Eventually he falls on the same knife that he uses on others – words uttered at unguarded moments, words said in jest, letters written to parties no longer favourable, turned on him by those he trusted. “Christ entertained Judas. Not that I force the comparison” he says when he learns who betrayed him – he had known it all along, trying to use the same person to bring down his archenemy only to find it worked the other way.
Religion is a deadly weapon in the hands of those who rule. And we see this even today, how it can be weaponised to decide who is with you, and who is your enemy. Silly labels carry their own weight – a papist or a Lutheran would mean death. In the modern day, being called secular or an urban naxal comes with its weight, of being on watchlists, knowing there could be a knock on your door at the wrong time.
Power and its trappings come with their capriciousness. An uneasy king, always worried about who is plotting against him, listening to the whims of those in favour, ritual executions every few months. In the modern day, uneasy autocrats, constantly worried about electoral results, but always plotting to bring down their opponents – both within and without. Only the executions have changed.
I wonder what a modern day Cromwell would look like in the age of democracy where technically anyone can come to power from anywhere. But then, such a person wouldn’t be in the forefront, working his whims from the background. For Cromwell it was the coin that was the leverage, how to make more of it.
No ruler in the history of the world has ever been able to afford a war. They’re not affordable things. No prince ever says, ‘This is my budget, so this is the kind of war I can have.’
I wonder about the courage to work his way up to be no. 2 after the King, especially when his career looked done with the death of Wolsey. Mantel’s trilogy is about what kind of person Cromwell could have been to “arrange his face” and show up to work, to do what he can to make more money for himself, for the king and for England.
Along the way, he shows kindness, convinces the king’s daughter away from sure death, gets Anne Boleyn an expensive executor so that she won’t feel pain – after building up a case for her death, saves the king’s niece from her death for falling in love with someone – royal daughters and nieces, even sons and nephews are for leverage with other kings, not to marry whom they please.
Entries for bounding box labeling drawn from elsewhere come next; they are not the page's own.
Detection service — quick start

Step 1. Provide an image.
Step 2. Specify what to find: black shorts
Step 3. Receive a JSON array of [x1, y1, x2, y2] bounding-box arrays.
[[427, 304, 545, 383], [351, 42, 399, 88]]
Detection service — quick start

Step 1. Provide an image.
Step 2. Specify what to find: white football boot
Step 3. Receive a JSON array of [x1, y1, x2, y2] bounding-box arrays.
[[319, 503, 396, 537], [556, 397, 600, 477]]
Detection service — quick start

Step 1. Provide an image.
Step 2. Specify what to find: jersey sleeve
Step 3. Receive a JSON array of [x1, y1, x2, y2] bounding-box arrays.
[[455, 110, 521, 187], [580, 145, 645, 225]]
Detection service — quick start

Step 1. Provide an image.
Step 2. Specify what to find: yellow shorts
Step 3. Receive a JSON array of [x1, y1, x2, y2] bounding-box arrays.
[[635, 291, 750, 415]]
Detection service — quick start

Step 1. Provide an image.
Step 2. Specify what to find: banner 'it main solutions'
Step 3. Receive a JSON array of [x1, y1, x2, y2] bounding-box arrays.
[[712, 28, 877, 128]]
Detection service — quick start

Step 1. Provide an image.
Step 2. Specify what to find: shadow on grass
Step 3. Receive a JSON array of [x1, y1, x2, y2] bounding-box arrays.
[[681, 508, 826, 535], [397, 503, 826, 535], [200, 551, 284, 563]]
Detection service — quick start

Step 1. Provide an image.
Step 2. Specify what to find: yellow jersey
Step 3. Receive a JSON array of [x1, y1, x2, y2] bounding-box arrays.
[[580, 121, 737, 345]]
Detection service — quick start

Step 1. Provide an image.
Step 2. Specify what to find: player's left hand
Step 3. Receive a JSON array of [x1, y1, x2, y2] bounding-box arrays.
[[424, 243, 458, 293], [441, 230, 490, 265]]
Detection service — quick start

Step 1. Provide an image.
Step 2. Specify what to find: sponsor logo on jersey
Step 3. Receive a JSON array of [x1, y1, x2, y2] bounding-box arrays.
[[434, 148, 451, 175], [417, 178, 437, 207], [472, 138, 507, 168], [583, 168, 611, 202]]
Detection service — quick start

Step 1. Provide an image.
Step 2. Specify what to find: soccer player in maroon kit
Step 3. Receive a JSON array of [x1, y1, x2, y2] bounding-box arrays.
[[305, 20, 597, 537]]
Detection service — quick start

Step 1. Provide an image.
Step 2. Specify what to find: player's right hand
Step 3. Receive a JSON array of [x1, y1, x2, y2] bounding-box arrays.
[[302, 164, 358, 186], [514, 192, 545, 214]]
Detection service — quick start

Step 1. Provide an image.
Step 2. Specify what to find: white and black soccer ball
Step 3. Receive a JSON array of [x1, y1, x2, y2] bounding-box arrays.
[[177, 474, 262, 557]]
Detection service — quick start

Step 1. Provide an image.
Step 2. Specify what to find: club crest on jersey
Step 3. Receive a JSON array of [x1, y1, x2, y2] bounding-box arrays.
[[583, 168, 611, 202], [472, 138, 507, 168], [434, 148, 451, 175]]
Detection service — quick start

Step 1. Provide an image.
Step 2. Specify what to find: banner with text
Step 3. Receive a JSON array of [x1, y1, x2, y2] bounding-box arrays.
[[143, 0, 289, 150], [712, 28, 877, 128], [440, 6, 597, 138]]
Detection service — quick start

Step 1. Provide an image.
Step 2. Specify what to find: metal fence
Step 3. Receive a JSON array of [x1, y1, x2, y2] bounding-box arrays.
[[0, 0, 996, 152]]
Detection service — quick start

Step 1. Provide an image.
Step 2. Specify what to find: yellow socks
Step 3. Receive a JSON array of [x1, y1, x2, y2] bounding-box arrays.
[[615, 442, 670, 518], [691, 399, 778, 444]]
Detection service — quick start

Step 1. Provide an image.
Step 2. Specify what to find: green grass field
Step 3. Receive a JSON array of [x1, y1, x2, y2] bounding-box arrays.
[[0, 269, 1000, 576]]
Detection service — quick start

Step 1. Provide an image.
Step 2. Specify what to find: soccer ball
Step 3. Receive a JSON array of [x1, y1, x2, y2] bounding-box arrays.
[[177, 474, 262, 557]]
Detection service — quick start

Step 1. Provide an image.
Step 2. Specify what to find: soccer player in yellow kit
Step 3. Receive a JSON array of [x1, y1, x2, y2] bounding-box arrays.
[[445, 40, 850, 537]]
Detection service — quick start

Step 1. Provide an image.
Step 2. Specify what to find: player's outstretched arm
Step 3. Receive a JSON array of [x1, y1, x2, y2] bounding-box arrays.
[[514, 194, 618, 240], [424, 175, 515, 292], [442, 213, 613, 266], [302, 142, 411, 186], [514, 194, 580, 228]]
Oddly the only person who bends this is the king himself, first lusting after Boleyn, then Jane Seymour and later Katherine Howard. I wonder how lonely it would have been to be a king. It is only hinted at, but strongly.
The reason for Cromwell’s death remains vague. He only guesses, about how the ground shifted under his feet without his knowledge, but the books are all from his perspective. He is in every room the scenes unfold even though it is written in third person. He guesses the King of France wanted him as price for a deal, that Gardiner and Norfolk talked the king into it. But then, at one point he almost threatens the king who wants to end his third marriage – a child bored of his new toy. But the ground shifts suddenly, too suddenly for him to do much. You also realise he’s grown too big and as he himself says – no prince likes to have an obligation to someone.
Rafe shrugs. ‘He is frightened of you, sir. You have outgrown him. You have gone beyond what any servant or subject should be.’ It is the cardinal over again, he thinks. Wolsey was broken not for his failures, but for his successes; not for any error, but for grievances stored up, about how great he had become.
In May he’s made Earl, in June arrested and by end of July he’s dead – executed without a trial, but by an act. The exact process he instituted to execute the Boleyns, and the noble families with claim to the throne.
Things change in politics, and towards the end he ends up not being able to read the way the winds are changing. Such is the capriciousness of politics and the times he was living in that the price you pay is your life. And the process is what you set up.